BentoML is designed to parallelize API logic by launching multiple instances of the API server based on available system resources. For best performance, we recommend defining an asynchronous API. For more information, refer to API and IO Descriptors .
Runners
Runners represent a logical unit of service that can be scaled horizontally to maximize throughput.
# Load the runner for the latest ScikitLearn model we just saved
runner = bentoml.sklearn.load_runner("iris_classifier_model:latest")
复制代码
Runners can be created by calling a framework-specific load_runner()
function or by @svc.runner
using a decorated implementation class with a decorator.
Framework-specific functions intelligently load the runner with the best configuration of the ML framework for the most fixed support.
For example, if the ML framework publishes the Python GIL and natively supports concurrent access, BentoML will create a single global instance of the runner and route all API requests to the global instance; otherwise, BentoML will create multiple runner instances based on available system resources.

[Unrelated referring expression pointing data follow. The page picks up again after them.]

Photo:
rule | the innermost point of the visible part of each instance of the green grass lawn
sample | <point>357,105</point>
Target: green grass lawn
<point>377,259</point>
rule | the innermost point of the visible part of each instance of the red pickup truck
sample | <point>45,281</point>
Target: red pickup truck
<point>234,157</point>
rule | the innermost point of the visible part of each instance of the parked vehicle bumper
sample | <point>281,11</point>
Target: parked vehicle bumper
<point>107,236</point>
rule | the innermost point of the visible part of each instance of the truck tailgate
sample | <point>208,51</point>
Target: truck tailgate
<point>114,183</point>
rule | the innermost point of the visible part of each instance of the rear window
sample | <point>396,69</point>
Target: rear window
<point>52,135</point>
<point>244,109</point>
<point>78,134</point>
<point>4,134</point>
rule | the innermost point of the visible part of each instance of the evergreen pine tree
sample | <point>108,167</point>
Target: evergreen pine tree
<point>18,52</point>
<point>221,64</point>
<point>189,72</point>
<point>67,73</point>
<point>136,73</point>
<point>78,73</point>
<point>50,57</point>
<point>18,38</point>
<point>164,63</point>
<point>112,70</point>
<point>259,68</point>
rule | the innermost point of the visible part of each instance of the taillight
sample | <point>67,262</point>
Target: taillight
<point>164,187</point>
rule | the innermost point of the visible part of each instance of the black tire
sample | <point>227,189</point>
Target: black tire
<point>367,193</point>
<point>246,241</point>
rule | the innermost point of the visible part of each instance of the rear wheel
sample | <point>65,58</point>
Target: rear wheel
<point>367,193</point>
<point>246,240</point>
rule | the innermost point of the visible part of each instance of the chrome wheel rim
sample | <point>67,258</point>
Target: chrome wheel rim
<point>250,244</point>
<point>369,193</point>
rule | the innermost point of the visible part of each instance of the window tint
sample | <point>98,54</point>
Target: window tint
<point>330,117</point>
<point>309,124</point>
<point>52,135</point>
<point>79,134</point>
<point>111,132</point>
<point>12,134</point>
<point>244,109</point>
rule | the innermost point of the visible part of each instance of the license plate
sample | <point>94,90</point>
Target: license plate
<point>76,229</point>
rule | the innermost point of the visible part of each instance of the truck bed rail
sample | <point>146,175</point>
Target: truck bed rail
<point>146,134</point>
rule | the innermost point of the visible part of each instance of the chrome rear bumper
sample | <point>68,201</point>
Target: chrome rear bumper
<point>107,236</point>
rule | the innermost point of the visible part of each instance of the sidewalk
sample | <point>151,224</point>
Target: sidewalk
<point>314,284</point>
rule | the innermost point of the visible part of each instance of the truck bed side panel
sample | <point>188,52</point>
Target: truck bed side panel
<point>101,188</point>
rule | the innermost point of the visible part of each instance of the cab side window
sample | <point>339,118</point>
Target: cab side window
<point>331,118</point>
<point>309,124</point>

Don't worry, we also allow users to customize the runtime configuration to fine-tune runner performance.
load_runner()
The arguments to the function are the name and version of the model we saved earlier. Using the latest
keyword will ensure that the latest version of the model is loaded. The load runner also declares to the builder that specific models and versions should be packaged into bento when the service is built. We can also define multiple runners in a service.
To learn more, see the Runner Advanced Guide .
Service
A service consists of an API and a Runner, which can betoml.Service()
be initialized via .
# Create the iris_classifier_service with the ScikitLearn runner
svc = bentoml.Service("iris_classifier_service", runners=[runner])
复制代码
The first argument to the service is the name, which will become Bento's name after the service is built.
Runners should be part of a Service, passed in via the runners keyword argument. The build time and runtime behavior of the service can be customized through the svc instance.